- Interactive map of the City Assembly House area
- Former names: The Exhibition Rooms

General information
- Type: Gallery
- Architectural style: Georgian
- Location: Ireland
- Coordinates: 53°20′31″N 6°15′46″W﻿ / ﻿53.3420383°N 6.2627304°W
- Current tenants: Irish Georgian Society
- Construction started: 1764
- Estimated completion: 1771
- Renovated: 1810 (as assembly rooms of Dublin Corporation)

Technical details
- Material: Portland stone (window and door surrounds), red brick facade (1st and 2nd storeys), granite (steps, basement and ground floor facade)
- Floor count: 3

Design and construction
- Architect: Oliver Grace
- Developer: Society of Artists in Ireland (Simon Vierpyl and Richard Cranfield)

= City Assembly House =

Georgian gallery in Dublin, Ireland

City Assembly House is a Georgian gallery, exhibition space and office developed by the Society of Artists in Ireland as a purpose-built venue to hold exhibitions and display the works of Irish artists. It is often claimed to have been the first purpose-built art gallery in either the UK or Ireland.

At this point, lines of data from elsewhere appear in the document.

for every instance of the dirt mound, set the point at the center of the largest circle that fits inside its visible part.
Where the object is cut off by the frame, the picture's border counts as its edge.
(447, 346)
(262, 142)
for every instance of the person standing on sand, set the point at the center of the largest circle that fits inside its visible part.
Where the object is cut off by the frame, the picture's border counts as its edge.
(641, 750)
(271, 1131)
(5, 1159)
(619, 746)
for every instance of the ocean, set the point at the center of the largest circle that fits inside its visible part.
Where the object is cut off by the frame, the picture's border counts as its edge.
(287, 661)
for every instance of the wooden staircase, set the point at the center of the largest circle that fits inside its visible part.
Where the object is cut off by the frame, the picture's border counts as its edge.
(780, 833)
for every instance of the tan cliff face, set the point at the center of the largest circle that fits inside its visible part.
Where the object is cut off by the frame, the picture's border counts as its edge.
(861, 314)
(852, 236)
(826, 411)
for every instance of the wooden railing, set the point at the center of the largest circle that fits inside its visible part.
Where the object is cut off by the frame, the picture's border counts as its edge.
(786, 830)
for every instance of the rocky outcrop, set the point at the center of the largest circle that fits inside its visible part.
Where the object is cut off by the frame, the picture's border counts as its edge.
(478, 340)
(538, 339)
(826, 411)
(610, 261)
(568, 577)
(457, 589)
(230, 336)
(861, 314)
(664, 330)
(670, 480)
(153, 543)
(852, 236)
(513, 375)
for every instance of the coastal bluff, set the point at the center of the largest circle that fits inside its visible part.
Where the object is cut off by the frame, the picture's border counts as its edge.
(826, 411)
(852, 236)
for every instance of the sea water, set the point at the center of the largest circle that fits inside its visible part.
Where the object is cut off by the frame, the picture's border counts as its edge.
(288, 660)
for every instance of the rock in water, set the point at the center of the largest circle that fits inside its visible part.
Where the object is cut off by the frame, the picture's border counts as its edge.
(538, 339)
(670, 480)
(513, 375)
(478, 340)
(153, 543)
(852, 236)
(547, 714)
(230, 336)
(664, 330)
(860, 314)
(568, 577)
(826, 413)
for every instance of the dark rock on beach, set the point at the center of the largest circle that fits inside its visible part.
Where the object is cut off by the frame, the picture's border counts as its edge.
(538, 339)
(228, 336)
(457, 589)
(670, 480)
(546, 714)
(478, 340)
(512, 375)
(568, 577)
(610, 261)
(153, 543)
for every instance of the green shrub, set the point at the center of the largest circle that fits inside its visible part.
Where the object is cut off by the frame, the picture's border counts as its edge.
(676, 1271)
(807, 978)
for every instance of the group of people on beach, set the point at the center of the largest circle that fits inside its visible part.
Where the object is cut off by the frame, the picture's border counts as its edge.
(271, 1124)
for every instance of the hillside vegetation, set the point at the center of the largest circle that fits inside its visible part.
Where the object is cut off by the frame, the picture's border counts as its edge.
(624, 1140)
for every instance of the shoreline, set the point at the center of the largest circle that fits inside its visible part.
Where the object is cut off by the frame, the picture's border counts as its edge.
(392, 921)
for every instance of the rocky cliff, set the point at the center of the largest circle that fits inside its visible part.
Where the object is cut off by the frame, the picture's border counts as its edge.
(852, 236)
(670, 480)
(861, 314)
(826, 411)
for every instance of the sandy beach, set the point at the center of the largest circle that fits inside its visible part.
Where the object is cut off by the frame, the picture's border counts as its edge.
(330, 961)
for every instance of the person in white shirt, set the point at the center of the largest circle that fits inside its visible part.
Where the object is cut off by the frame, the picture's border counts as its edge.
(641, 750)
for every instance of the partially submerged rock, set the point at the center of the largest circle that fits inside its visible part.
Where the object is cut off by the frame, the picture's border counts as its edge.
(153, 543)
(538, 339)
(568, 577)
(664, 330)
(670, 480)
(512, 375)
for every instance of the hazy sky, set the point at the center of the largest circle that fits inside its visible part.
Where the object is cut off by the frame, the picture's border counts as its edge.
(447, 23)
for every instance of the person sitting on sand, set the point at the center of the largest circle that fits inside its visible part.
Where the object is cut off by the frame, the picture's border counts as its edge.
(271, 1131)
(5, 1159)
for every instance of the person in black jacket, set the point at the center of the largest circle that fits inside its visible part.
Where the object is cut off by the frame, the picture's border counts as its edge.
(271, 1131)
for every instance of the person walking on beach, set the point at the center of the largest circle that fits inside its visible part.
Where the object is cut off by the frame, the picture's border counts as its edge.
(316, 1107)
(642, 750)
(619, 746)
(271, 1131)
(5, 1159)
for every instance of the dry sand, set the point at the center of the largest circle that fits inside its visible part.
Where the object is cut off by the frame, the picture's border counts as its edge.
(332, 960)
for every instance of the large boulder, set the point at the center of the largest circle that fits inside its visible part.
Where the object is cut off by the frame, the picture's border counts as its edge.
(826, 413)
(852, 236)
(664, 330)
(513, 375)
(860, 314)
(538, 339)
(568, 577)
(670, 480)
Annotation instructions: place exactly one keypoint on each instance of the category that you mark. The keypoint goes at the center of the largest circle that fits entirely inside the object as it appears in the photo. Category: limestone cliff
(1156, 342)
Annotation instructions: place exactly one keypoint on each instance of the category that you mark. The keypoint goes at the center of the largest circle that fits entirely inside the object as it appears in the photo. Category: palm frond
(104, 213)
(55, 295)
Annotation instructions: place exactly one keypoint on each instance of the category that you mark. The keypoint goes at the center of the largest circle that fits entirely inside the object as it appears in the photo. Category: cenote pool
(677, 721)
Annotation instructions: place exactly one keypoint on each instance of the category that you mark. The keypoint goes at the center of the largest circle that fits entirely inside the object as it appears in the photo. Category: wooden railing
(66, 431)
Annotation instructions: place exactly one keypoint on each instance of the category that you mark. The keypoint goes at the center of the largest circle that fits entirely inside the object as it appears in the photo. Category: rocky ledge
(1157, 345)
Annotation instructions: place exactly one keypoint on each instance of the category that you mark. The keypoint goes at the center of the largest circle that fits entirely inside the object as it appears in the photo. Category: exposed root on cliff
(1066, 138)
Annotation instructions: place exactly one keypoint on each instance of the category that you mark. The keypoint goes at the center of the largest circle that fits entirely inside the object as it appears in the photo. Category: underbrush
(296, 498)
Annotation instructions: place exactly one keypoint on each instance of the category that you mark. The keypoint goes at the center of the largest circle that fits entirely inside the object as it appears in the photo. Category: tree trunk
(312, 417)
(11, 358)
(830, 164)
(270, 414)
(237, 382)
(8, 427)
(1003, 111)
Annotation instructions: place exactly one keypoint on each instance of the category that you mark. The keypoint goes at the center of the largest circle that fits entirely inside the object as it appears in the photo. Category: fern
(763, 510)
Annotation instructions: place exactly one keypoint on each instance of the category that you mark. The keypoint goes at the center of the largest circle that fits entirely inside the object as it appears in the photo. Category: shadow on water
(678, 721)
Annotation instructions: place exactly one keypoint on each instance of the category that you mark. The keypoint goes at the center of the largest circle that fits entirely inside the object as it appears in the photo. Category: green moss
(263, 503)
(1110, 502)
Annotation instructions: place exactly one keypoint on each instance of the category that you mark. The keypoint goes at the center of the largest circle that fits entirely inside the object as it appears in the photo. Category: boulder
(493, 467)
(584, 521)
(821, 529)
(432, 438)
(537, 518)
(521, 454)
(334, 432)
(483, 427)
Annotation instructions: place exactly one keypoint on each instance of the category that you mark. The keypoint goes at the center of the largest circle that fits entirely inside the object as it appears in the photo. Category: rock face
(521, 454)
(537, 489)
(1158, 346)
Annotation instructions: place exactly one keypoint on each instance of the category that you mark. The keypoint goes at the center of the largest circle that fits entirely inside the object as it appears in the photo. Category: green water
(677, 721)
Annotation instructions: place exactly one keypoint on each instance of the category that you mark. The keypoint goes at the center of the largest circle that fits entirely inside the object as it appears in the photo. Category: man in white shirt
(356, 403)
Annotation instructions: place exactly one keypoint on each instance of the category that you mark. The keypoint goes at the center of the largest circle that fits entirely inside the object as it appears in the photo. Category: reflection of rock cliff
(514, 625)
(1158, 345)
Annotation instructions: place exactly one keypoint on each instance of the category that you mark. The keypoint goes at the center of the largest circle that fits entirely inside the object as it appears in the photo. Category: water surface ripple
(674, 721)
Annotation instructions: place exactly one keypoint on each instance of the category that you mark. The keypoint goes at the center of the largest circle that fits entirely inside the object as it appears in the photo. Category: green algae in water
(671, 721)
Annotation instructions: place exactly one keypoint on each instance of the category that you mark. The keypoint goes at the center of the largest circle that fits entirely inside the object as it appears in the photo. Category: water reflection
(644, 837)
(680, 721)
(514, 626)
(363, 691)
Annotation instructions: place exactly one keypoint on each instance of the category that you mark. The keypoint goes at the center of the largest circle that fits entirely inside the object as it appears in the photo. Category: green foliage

As of 2023, the building acts as a gallery and as the headquarters of the Irish Georgian Society, having formerly served as the seat of Dublin Corporation.

==Naming==
The name is a reference to the City Assembly which survived until the Municipal Corporations (Ireland) Act 1840 and was broadly the governing body of what was later to be called Dublin Corporation, and from 2002, Dublin City Council.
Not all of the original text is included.